15.5:樹里は「女神」を退場させる

 シリだったり樹里だったり、ボクの名前はいろいろ。

 いつ生まれたのかも分からない。

 だけど、彼よりきっと年上。


「ここに力はあるか!?」

「あるよ。ここにあるよ」


 五百年前、山で逢ったバカな男。

 麓の人間が崇めるだけの霊山に、いったい何をしに来たんだと思った。


 まぁ。


 霊山っていうのは、ボクがいる山ってだけ。

 ボク自身は、ただ長生きしているだけ。

 麓の人間たちがどんどん変わっていくのに、ボクの時間は止まったままだ。



 だからさ。


「お前は面白いな。俺が知らない力を持っている」

「ふーん。………君はなんて名前なの?」

「俺? 俺か?」


 ボクは気づいたんだ。


「そうだなあ。

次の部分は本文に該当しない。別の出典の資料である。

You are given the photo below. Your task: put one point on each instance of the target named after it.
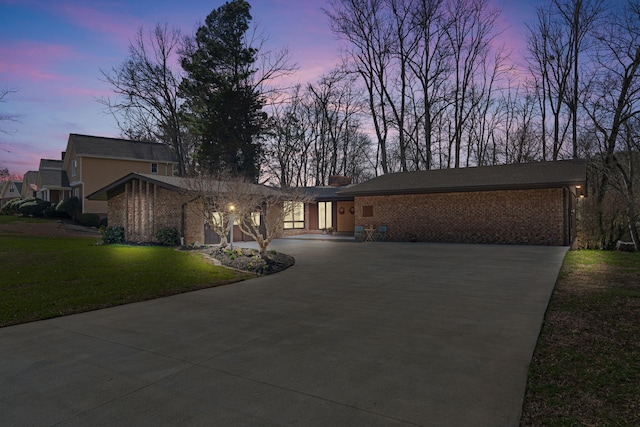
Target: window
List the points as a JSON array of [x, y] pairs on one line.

もう昔の名前は捨てた。この辺りで最初ってのはイチだって言うから、今日から俺はイチだ。どうだ、まいったか!」

「何をまいるんだよ、イチ」


 ボクと同じくらいデタラメな男。

 年老いて死んでも、すぐに同じ顔でやって来る非常識。


 ボクもそうすればいいんじゃないかって。





「智慧の神だっていうくせに、お前ってバカだよな」

「ボクは神じゃないし、ハチほどバカじゃないし」


 ボクと彼が始めた、二人だけの遊び。

 彼が死んだ回数は、いつも名前で判断できた。


「まぁしかし、この名前はいいな、しっくり来る」

「ただの数字だよ?」

「やっと俺は手がかりを掴んだ気がする」

「何の手がかりなんだよ?」


 そんな彼が、八回目の時を境に名前を変えなくなった。

 山を駆けあがり、峰の突端から飛び降りて、血だらけになってまた駆けあがって…、彼の遊びもますます理不尽になった。


 ハチ。

 ボクはその名前が気に食わなかった。

 彼はいつかここから去って行く。手がかりって、そういう意味だと知っていたから。


「ボクも手がかりを掴んでみるんだ」

解脱げだつするのか?」

「ハチは難しい言葉を言うね」

「お前に言われると、バカにされた気分だ」

「バカにしてるんだけど」


 あの人が言う意味なら、それは違う。

 でもボクは逃げ出す気も、本当のどこかに行く気もない。


 ハチはバカだから、ボクに教えてくれた。

 人間の言うことに従わなくとも、期待に応えなくてもいい。

 そして――――。



 山からいなくなっても、いい。




「で、今日もお見合いなんだろ? さっさと行って来いよ。そんな格好でコンビニ入ってどうする、樹里」

「アオイとお見合いすればいいと思わない? 名案だよ」

「冗談言ってる場合か、お嬢様め」


 最後の君は、わざわざ何もかも忘れて、穢れた人間世界で生きた。

 だからボクも後を追った。

 本当は、ボクも記憶を封じて真似したかったけど、それだけはできなかったんだ。



 だって、君はもうすぐ帰るから。

 ボクが過去を忘れたら、君がいなくなる意味も分からなくなってしまうから。




 世界一の資産家の娘は、そうして消えた。

 ボクがちょっと本気を出せば、お金持ちになるくらい簡単。

 最後の両親には、感謝を。

 お世話になったみんな、学校の友だち、長生きしてね。


「な、何だお前は!?」

「うるさいなぁ。…ボクに選ばれたこと、もっと喜んでよ」

「や、やめろ! は、入ってくるな!!」

「心配ないよ。君にだって次はあるから」


 ボクは今から、ちょっとじゃなく本気出すんだ。